Are Real Names Required For Real Socializing? - cwan
http://www.avc.com/a_vc/2011/08/are-real-names-required-for-real-socializing.html

======
ajscherer
Real names enabled facebook users to quickly realize the "real world" social
network within facebook, rather than building an entirely new network.

I don't know email addresses or commonly used online aliases for even 10% of
the people whose names I know. I'm fairly confident that I could find just
about any of my cousins or high-school classmates on facebook in minutes.
Without them having put their real name on their facebook profile, I don't
believe I would be able to find them at all. Surely it's clear how that leads
to facebook having a much bigger network much faster than a service that
doesn't use real names.
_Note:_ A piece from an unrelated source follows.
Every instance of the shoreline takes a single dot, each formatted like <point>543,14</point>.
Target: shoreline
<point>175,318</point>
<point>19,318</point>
Real names are the key my brain uses to identify
people.

I also think there is a psychological impact of constantly looking at pages
filled with names that you recognize. If you swapped out all the names on my
facebook feed with random hn usernames, I think I would feel different while I
read it.

All that said, I do agree with most of what Fred Wilson is saying. I hate the
impulse to "civilize" or "sterilize" the web as well, and I'm especially
concerned when politicians start with that sort of talk. Real names make sense
_only_ for facebook or a facebook replacement (good luck with that), because
in my mind the definition of facebook is "the thing you use to communicate
online with people you know in real life."

------
wccrawford
I know who my friends are. Their online nickname doesn't change that a bit.

Heck, when I lived in California, everyone there called me by a short form of
my internet nick at the time. Most people didn't know my real name, and the
few who did still called me what everyone else called me. It didn't change
anything. My boss even wrote my check out to that name once, with my real last
name. I had to have him correct it.

I think some people are scared of things being different, and socializing on
the web is vastly different than socializing in your home or a bar. This 'real
names' thing is an attempt to hold on to a little bit of the socializing they
are used to. It will pass.